Again, I was being real... boo hoo.
"The racist element is a myth."
Like God?
"But in the case of OWS, it happend and was covered up."
Hardly a cover up or good attempt at one. But hey... you can think what you want... Do you think the average of 60% of rapes/sexual assaults not being reported each year is going to significantly change, or that the figure of 74% of rapes being committed by a person the victim knows??
Wow... a BNP supporters upload focussing on rape by black people. Forgetting to include some matters of how they learnt disrespect from women. Such as evangelical christibles saying women are second class, or other influences.
Golly... Do you want me to find one about the 95%+ of rapes in the USA are by white males that I heard?
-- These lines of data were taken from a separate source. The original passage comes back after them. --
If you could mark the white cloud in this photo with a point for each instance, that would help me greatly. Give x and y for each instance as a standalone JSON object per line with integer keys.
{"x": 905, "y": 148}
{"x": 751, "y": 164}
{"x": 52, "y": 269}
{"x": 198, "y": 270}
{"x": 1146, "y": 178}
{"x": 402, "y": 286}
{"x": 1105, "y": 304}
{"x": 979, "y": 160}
(V): You ignore facts and make excuses. Same old same old. It's clear from what I've posted that as a group, the OWS crowd has MANY bad elements. OTOH, the Tea Party does not. And you'd be hard pressed to prove otherwise. Any group would have a few bad apples. OWS has not just a few, but thousands. They are anarchists. They use violence and intimidation as a means to an end.
Temo: Re: Any group would have a few bad apples. OWS has not just a few, but thousands. They are anarchists.
Artful Dodger: Anarchists... oh nooooo. People not conforming, expressing their freedom of speech!! Like when the Tea party and other groups such as the KKK and neo nazis go on marches.
But don't worry.... if "They use violence and intimidation" I'm sure those rednecks with mountains of guns and ammo can intervene.
I'm being sarcastic btw.
"bad elements. OTOH, the Tea Party does not" .... "Any group would have a few bad apples."
Temo: Re: Any group would have a few bad apples. OWS has not just a few, but thousands. They are anarchists.
rod03801: It's interesting how the left focuses on the Tea Party racism when none exists but overlooks the hundreds of crimes committed by OWS loons. Then the Prez has the stupidity to suggest that the OWS group is the same as the TParty. Only in politics.